ECG: A 12 lead ECG should be attached to persons suffering from the chest pain to diagnose the underlying cause. It is based on the measurement of electrical activity of the heart. ECG findings are very useful in diagnosing the heart attack.
Blood tests: measurement of cardiac enzymes such as CPK and troponins constitute the blood investigation. Abnormally raised levels of cardiac enzymes confirm the diagnosis of heart attack.
Other tests may include:
- Chest X-ray
- Echocardiogram: It uses the sound waves to take the picture of the activities of the heart.
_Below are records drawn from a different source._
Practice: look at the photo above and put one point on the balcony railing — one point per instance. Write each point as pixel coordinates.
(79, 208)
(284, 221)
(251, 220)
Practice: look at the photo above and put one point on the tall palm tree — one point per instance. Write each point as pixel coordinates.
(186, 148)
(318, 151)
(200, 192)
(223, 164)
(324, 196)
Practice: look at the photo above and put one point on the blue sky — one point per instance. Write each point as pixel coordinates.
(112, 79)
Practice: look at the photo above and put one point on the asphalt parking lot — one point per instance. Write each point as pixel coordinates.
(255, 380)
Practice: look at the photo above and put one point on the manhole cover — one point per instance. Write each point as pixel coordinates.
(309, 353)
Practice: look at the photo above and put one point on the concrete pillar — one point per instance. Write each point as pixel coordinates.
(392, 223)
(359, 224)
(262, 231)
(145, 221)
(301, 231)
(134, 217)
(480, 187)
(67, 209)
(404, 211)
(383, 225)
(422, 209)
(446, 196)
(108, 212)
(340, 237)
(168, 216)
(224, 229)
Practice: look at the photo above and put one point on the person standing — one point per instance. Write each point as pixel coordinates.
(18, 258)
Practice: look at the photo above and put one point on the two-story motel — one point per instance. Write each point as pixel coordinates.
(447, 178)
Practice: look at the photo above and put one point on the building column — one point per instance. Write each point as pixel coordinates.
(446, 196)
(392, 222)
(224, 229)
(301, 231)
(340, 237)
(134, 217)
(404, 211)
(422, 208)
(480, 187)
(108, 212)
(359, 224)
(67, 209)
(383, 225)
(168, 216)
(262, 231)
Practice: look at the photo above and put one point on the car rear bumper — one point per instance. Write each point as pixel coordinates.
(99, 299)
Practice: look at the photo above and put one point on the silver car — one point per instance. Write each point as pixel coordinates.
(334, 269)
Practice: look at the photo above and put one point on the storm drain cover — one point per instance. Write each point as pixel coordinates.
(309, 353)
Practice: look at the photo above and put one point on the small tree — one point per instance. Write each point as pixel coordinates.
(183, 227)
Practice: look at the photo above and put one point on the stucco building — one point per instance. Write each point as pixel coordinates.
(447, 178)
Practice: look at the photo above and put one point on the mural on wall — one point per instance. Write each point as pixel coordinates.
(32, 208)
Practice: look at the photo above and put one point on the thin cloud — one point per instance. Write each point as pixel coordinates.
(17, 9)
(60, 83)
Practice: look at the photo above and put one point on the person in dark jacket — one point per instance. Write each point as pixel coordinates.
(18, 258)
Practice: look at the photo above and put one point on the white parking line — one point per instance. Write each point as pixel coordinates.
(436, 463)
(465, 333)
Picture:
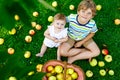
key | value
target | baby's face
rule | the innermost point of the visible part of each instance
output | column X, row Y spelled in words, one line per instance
column 85, row 15
column 59, row 24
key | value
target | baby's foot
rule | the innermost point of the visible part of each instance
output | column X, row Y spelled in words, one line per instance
column 39, row 55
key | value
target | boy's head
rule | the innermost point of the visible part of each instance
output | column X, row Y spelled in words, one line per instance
column 59, row 21
column 86, row 4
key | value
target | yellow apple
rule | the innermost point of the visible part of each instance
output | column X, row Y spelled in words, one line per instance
column 58, row 68
column 101, row 64
column 74, row 75
column 16, row 17
column 50, row 68
column 11, row 51
column 33, row 24
column 38, row 27
column 69, row 71
column 111, row 72
column 50, row 18
column 12, row 78
column 27, row 54
column 102, row 72
column 13, row 31
column 93, row 62
column 98, row 7
column 31, row 32
column 71, row 7
column 89, row 73
column 28, row 39
column 35, row 14
column 1, row 41
column 54, row 4
column 39, row 67
column 117, row 21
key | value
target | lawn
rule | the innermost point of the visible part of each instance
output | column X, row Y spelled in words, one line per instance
column 14, row 30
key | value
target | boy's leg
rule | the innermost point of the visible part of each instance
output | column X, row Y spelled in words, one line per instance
column 42, row 51
column 91, row 50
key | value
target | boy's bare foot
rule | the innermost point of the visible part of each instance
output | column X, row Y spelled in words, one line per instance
column 39, row 55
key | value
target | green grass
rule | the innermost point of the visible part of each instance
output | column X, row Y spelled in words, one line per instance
column 18, row 66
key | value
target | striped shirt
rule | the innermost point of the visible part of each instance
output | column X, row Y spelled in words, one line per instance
column 78, row 31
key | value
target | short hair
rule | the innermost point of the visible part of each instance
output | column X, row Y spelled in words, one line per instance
column 60, row 16
column 85, row 4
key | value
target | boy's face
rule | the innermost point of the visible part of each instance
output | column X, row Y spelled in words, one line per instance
column 84, row 15
column 59, row 24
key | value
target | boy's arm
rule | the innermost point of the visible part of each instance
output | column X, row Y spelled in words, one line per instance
column 47, row 35
column 79, row 43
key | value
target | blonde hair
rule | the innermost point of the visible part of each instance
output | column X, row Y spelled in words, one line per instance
column 85, row 4
column 59, row 16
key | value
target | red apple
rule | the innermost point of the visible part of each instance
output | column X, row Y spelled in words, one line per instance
column 31, row 32
column 105, row 51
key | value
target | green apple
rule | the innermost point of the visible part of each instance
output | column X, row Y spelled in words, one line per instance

- Coronary angiogram: It is used to visualize the blocked areas of the coronary artery by injecting a dye through a catheter.
- Stress test: Patient is asked to walk or run on a treadmill and the ECG lead attached to the patient is used to detect the response of the heart muscle to the exercise.
ECG and cardiac enzymes are the baseline investigations which must not be missed in any person presenting with features of the heart attack.
Prevention of heart attack
The risk of heart attacks can be reduced substantially by following the lifestyle modifications such as:
- Cessation of smoking
- Regular physical exercise such as walking, running, cycling for at least half an hour for most days of the week (preferably 5 days in a week)
- Maintenance of body weight as per the height and age of the person.
- Stress-reducing exercises such as meditation, yoga, cardio exercises can help in reducing the cardiovascular risks.
- Consumption of low fat containing and high fibre containing diet.
- Including plenty of vegetables and fruits in the dietary habits
- Restriction of alcohol intake.
- Avoiding intake of table salt.
- Limiting the consumption of red meat and yellow part of the egg.
Heart attacks are the life-threatening medical emergency. Patient suffering from a heart attack should be shifted Cardiac care unit as soon as possible.Treatment includes:
- High flow oxygen should be given. This delivers the oxygen to cardiac muscles whose oxygen demand is not met due to the blockage of the coronary artery.
- Ecg monitoring with the 12 lead ECG
- Intravenous access should be secured
- Aspirin 300mg chewed and Clopidogrel 300mg oral should be given
- Intravenous analgesics should be given to reduce the chest pain. Opioid analgesics such as morphine and pethidine should be given along with the antiemetics
- Patient should be prepared for percutaneous coronary intervention if the facility is available
- Treatment of acute complications of a heart attack like arrhythmia
- Coronary bypass surgery should be done if indicated.
During the discharge of patient
- Aspirin 75 mg daily
- Clopidogrel 75 mg daily
- Lipid-lowering agents such as Atorvastatin
- Drugs for treatment of risk factors such as diabetes and Hypertension should be added.
- Lifestyle modifications should be advised.